Emergency Alert: How To Be Prepared For a Storm

We had water until our tanks ran out, but were then out of water for a few days.  With a family of three (that’s not including the dog) that creates a problem.  That’s why it’s a good idea to keep a few gallons of water on hand just for times like this.


Some new landscaping in the backyard

5. Snack Food Is a Must

No power + no refrigerator + no food = me very hungry.

By the next day, we were able to drive and get food and ice, but if we hadn’t- hunger would have start to set in.  Being a health nut, I tend to keep Kashi bars and Fiber One bars always in stock.  Those are absolutely perfect in times like this.

Emergency Alert: How To Be Prepared For a Storm

Peanuts, beef jerky,  and peanut butter are also good things to keep on hand.  Certainly not as delightful as a home cooked dinner, but it will do the trick until things are back to normal.

6. Communications

At the time of the storm, both my wife and I were separated (She was at home while I was at the golf course).  We talked up until the storm hit, but right after our phones were dead because the network was flooded with calls.  We both even tried text messaging to no avail.  My wife, being the clever woman that she is, tried sending me a BBM.  Wait, what’s  BBM?  We both have BlackBerry’s and a BBM is a BlackBerry Message.  It’s similar to a text message but can only be sent to other BlackBerry users.  Until I was able to arrive home, that was how we communicated.

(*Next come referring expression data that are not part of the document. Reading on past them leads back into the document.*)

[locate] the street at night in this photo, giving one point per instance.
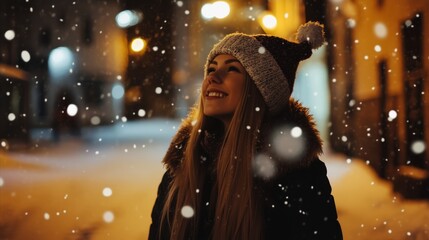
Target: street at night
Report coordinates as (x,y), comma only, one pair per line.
(92,93)
(104,187)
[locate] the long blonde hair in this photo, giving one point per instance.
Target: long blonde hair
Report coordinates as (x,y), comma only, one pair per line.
(237,213)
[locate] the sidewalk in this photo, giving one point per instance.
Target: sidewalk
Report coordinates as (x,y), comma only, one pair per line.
(106,190)
(367,206)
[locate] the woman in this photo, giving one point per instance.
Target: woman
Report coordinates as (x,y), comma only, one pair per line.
(244,164)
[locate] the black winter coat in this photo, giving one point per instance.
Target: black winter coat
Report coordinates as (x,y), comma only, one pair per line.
(297,205)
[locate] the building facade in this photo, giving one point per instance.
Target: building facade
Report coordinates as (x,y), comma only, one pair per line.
(378,81)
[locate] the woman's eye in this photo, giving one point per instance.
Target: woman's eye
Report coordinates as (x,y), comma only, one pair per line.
(209,70)
(234,69)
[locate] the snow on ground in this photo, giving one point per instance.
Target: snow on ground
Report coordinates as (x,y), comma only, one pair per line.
(104,186)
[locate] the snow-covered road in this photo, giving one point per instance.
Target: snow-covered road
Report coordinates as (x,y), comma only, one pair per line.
(103,187)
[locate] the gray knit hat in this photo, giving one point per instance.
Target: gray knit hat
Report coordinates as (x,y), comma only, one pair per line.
(271,61)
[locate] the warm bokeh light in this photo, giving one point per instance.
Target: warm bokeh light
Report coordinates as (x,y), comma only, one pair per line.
(138,45)
(380,30)
(9,35)
(269,21)
(218,9)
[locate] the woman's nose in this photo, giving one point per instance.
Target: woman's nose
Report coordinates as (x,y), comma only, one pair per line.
(214,78)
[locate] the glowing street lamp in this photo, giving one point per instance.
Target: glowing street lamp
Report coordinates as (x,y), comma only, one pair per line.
(269,21)
(138,45)
(218,9)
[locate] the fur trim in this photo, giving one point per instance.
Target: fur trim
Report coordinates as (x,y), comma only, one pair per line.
(295,115)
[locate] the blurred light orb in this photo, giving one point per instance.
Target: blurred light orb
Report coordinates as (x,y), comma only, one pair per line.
(264,166)
(218,9)
(141,113)
(269,21)
(108,216)
(107,192)
(95,120)
(72,110)
(4,144)
(128,18)
(60,61)
(418,147)
(11,117)
(118,91)
(392,115)
(206,11)
(286,143)
(9,35)
(351,23)
(380,30)
(296,132)
(158,90)
(377,48)
(138,44)
(187,211)
(25,56)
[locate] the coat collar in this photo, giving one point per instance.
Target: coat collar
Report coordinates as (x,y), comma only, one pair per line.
(295,115)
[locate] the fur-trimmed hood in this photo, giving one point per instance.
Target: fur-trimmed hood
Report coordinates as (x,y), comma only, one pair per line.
(290,137)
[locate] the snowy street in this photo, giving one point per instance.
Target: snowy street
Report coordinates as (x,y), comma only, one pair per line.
(104,186)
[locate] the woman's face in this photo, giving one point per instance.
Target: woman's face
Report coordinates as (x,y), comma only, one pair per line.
(223,87)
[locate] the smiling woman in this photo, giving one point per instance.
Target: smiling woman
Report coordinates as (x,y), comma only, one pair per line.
(223,87)
(233,168)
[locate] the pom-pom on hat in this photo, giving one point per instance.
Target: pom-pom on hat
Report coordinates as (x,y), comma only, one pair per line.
(271,61)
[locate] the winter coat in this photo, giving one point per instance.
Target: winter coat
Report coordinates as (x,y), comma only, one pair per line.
(297,203)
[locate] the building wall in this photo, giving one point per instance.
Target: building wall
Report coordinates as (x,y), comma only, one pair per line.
(98,46)
(360,103)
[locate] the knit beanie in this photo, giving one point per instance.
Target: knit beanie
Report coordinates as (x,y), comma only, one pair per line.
(271,61)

Update:  We both have iPhones now and have Mophies.  The Mophie is a protective case that also has the ability to charge your iPhone when the batter goes dead.  In case of an emergency, any extra batter juice you can get out of your phone the better.

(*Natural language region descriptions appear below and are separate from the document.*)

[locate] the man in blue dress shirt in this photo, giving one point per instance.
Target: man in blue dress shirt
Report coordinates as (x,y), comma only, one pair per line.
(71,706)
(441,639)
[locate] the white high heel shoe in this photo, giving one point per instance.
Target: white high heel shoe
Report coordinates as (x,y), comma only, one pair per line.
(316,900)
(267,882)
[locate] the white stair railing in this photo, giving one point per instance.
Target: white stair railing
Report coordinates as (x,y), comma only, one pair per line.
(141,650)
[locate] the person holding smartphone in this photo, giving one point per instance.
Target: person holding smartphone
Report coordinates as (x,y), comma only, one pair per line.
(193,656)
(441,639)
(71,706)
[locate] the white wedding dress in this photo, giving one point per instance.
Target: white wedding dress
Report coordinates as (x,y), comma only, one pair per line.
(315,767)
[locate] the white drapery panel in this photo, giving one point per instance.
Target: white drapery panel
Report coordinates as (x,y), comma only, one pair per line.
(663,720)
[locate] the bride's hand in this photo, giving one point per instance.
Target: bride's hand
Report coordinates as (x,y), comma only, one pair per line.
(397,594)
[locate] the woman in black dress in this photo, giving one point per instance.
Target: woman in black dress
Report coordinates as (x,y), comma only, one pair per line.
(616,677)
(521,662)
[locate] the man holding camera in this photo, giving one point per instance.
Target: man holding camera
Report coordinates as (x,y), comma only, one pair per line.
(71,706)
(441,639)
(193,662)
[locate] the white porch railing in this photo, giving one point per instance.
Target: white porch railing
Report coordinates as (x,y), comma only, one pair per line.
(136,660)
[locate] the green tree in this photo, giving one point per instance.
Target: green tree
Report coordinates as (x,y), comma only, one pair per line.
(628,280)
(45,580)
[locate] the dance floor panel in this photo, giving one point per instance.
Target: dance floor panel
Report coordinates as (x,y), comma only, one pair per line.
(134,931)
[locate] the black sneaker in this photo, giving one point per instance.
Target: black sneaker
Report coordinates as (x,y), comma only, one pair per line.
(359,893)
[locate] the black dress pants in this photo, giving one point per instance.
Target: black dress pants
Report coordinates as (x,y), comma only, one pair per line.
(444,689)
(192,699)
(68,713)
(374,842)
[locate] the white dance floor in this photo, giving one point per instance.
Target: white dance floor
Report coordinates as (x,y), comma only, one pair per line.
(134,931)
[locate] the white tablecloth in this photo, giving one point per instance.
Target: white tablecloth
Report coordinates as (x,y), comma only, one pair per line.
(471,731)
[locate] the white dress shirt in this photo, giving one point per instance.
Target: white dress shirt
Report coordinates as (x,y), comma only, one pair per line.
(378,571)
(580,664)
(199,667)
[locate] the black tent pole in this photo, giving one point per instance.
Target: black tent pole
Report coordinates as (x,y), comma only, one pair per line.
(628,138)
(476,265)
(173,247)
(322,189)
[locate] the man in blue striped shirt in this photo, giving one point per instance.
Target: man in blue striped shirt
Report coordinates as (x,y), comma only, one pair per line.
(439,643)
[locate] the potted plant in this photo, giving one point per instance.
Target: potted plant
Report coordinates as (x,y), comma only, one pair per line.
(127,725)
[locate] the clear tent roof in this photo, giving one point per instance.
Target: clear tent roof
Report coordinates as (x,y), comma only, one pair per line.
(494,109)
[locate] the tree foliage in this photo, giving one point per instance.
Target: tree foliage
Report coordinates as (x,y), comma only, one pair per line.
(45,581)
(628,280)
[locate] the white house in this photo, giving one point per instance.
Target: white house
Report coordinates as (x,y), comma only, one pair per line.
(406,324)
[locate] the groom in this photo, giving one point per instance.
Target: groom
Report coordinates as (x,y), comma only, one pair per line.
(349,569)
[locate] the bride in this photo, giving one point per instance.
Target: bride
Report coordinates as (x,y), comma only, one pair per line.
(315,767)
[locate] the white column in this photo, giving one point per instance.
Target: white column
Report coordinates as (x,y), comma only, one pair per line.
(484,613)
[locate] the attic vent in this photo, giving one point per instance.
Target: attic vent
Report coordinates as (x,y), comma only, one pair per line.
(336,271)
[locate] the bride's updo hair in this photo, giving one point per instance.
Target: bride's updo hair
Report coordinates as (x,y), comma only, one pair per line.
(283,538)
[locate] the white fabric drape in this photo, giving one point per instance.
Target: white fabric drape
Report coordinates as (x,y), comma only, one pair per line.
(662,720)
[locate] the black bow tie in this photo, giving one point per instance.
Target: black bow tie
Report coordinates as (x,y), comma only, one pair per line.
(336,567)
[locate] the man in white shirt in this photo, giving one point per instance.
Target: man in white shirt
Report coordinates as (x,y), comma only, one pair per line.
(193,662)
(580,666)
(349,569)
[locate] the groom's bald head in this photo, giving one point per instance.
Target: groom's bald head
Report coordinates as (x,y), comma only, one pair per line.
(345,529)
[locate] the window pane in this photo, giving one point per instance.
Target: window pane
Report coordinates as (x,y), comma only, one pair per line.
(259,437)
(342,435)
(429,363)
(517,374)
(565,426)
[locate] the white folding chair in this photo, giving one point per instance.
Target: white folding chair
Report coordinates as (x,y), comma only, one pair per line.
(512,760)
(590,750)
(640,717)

Emergency Alert: How To Be Prepared For a Storm
Even after the storm, all phone lines continued to be down and there was only two ways to get information 1: Radio 2. Twitter.   More and more, Twitter impresses me how you are able to gather and disseminate information.  Through Twitter, I was able to keep track of friends and bulletins put out by the local media outlets.   For almost all of Friday evening, I couldn’t call anybody, but I could send them a “Tweet”.  Isn’t technology amazing?

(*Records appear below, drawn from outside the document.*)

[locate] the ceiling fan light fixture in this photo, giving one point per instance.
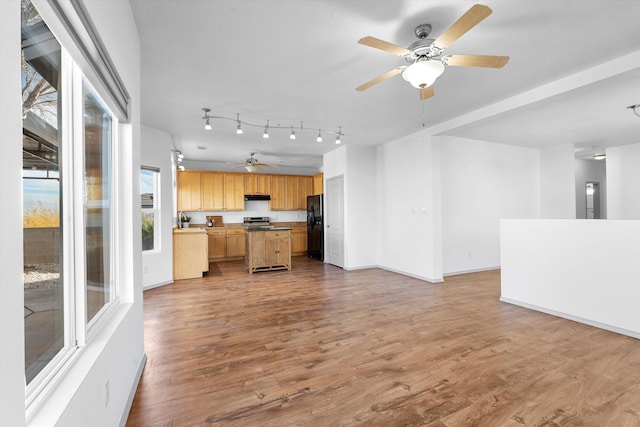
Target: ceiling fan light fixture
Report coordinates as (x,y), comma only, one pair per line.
(423,73)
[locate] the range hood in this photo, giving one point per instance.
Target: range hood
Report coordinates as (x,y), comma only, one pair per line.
(257,197)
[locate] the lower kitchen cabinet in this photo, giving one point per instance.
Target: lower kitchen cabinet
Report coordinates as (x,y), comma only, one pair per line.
(189,253)
(268,250)
(225,243)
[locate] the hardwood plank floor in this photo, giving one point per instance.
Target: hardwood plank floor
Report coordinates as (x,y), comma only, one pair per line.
(319,346)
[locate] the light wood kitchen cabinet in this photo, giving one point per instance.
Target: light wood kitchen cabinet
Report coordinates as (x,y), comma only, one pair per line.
(306,189)
(222,192)
(189,191)
(190,255)
(278,193)
(268,250)
(299,240)
(292,193)
(318,184)
(225,243)
(233,192)
(212,191)
(257,184)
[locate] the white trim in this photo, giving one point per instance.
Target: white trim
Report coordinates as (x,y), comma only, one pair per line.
(578,319)
(132,391)
(157,285)
(415,276)
(475,270)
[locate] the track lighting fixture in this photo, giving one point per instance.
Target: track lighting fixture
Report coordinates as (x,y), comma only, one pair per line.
(206,118)
(239,128)
(266,128)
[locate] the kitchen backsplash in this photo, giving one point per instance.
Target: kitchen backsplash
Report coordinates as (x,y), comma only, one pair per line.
(252,208)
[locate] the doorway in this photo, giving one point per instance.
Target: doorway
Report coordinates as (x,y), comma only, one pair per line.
(593,200)
(334,224)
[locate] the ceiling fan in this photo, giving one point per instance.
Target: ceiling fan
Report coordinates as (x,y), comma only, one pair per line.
(424,56)
(251,164)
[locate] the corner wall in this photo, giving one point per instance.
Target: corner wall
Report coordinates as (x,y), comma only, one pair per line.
(481,183)
(623,176)
(157,265)
(408,218)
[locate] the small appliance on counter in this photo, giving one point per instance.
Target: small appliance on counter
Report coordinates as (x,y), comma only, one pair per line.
(257,222)
(214,221)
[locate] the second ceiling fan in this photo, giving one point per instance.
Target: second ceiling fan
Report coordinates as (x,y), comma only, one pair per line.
(424,56)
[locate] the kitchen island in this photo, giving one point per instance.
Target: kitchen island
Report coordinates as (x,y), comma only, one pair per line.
(267,248)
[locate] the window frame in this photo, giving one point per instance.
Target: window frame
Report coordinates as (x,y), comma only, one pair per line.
(78,331)
(156,210)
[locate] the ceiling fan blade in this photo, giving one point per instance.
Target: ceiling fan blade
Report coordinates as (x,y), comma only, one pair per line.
(383,45)
(487,61)
(473,17)
(426,93)
(381,78)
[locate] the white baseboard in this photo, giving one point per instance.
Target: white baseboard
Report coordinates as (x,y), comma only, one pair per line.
(132,391)
(415,276)
(475,270)
(157,285)
(596,324)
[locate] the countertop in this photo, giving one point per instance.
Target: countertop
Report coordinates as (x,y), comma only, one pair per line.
(240,225)
(190,230)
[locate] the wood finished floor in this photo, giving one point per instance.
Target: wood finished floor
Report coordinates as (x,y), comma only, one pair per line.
(319,346)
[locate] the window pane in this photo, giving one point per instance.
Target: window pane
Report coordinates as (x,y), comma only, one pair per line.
(149,180)
(43,291)
(98,166)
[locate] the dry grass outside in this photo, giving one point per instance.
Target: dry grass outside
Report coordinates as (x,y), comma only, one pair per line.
(40,216)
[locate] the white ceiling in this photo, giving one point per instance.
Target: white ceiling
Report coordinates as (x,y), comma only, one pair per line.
(289,61)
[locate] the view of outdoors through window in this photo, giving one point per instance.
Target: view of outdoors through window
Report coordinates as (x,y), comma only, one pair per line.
(97,153)
(53,294)
(149,179)
(42,175)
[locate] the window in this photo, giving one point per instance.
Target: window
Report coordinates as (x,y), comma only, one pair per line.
(68,145)
(150,205)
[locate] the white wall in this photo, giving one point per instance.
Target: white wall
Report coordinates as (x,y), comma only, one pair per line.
(590,171)
(623,176)
(481,183)
(12,389)
(557,182)
(408,219)
(361,207)
(586,271)
(157,265)
(116,353)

Speaking of communications, having cell phones is great, but all cell phones run off batteries.   When there is no power to be able to charge them, it would be smart to have a car charger on hand.   We were able to to keep our cell phones charged this way and made communicating with family a friends a “breeze” (Pun intended).

7. Emergency Kit

Fortunately, none of us were injured during or after the storm, so our emergency kit was not put to use.  We do have one on hand, and everyone should to.  The emergency kit could be where you keep your extra cash, batteries, first aid kit, portable radio, flashlight, and extra batteries.

Emergency Kit for a Storm

I wouldn’t have just one though.  Keep a few around the house and/or in your car, in the event one becomes inaccessible.

8. Generator Would Be Handy

One thing that would have been extremely handy would have been a generator throughout this whole ordeal.   For the present time, we weren’t ready to fork over the $600 to purchase one.  Being without power for a few days is definitely an inconvenience, but we survived.   We are hopefully building a new home soon and my understanding is that you can put a back up generator installed in the home.   That will be a strong consideration down the road.


That's funny. I don't remember that tree being there?

9. Have a Good Supporting Cast and Clean Up Crew

Being prepared for a storm makes the aftermath that much easier.  What makes even more easier, is having family and friends to help you clean up the mess afterward.  We have a lot of trees that surround our property (as the pictures show) and clean up has been a week long process.  We are very fortunate to have a loving and helpful supporting cast that volunteered their time to help us out.   A quick shout out to all them!   Having them has made the whole process that much less stressful.


My son helping out.

How about you? Are you prepared if a storm hit your area?